SECTION PAGE Introduction . . . . . . . . 1
How to Write an Effective Report . . . . . 3
The OPR—Form and Format . . . . . 13
The EPR—Form and Format . . . . . . 23
The Promotion Recommendation Form . . . . 45
Reporting is an inevitable part of our careers as military members. Documents such as officer performance reports (OPR), enlisted performance reports (EPR), and promotion recommendation forms (PRF) are used in promotion boards, professional military education (PME) selections, selective early retirement boards (SERB), reductions in force (RIF), command and special duty selections, and courts martial. Equally as important is their use by commanders when looking to fill a position, selecting candidates for promotion, rank-ordering individuals for boards and other personnel actions. How well the report communicates the military member’s performance is pivotal in deciding his/her future. The reports also represent and communicate the 55th Wing mission to all other agencies who view them. Clear, concise, meaningful writing is the goal.

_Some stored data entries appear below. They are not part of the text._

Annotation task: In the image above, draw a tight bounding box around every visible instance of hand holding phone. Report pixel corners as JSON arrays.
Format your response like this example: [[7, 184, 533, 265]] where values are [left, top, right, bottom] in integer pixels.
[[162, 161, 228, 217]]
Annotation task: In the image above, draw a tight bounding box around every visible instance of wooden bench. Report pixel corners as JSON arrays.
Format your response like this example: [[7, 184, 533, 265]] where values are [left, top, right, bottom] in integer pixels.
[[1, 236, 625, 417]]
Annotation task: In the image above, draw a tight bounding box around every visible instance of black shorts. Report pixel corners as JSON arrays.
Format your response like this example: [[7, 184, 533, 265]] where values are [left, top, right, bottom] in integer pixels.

The following pages provide you with the tools you need to write a good performance report (PR)—one that accurately reflects the quality of the individual. Read this guide and use the tools—if you see a way to make it better, please let your PR monitor or your group executive officer know!

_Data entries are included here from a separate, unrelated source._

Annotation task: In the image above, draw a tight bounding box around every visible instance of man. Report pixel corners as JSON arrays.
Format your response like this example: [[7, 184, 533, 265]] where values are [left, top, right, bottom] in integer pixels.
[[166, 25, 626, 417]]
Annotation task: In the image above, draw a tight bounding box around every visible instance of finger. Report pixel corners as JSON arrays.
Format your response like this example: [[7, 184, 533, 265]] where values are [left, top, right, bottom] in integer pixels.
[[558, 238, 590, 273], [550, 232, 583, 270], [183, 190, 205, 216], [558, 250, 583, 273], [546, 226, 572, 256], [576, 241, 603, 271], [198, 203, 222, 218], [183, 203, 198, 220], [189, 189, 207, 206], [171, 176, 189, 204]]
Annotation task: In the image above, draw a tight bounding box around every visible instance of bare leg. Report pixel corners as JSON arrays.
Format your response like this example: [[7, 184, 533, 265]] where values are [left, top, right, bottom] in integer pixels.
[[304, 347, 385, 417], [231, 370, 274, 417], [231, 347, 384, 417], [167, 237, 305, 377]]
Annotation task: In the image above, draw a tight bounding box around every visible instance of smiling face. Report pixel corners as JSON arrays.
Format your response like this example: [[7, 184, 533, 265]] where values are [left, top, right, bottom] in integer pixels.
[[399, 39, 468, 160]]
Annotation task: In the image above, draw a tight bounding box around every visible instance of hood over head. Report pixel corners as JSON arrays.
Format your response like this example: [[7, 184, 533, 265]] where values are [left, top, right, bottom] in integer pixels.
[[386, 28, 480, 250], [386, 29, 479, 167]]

[Wing-specific guidelines are marked with a (W) to help you determine what is local policy].
WHAT’S IMPORTANT? We are most concerned with five major facets of a report: accuracy, timeliness, appearance, clarity and strength.
ACCURACY is obviously important in its own right, but it’s much more than just getting your facts straight. Accuracy also means communicating the intent effectively to the reader, no matter who the reader is. The paper must represent the person. Accuracy keeps the integrity of the author intact and eliminates any question about the factualness of the document. An inaccurate report reflects negatively on both the rater and ratee.
TIMELINESS is important because a report cannot help the member for a selection board if it is not in the records on time. Few things can be more damaging than reviewing records on an officer and seeing the most current evaluation is over a year old. What has he or she done recently? Although not intentional, an out-of-date record of performance could be a negative reflection on the ratee and may not accurately reflect the current level of responsibility or current promotion/job/PME recommendations. In fact, an enlisted person without a current report can actually be eliminated for promotion consideration at the same time as his/her peer group! (W) A late “shell” or “rip” from MilPDS/PCIII is not an excuse for a late or forgotten performance report. It remains the responsibility of the rater to ensure reports are completed on time.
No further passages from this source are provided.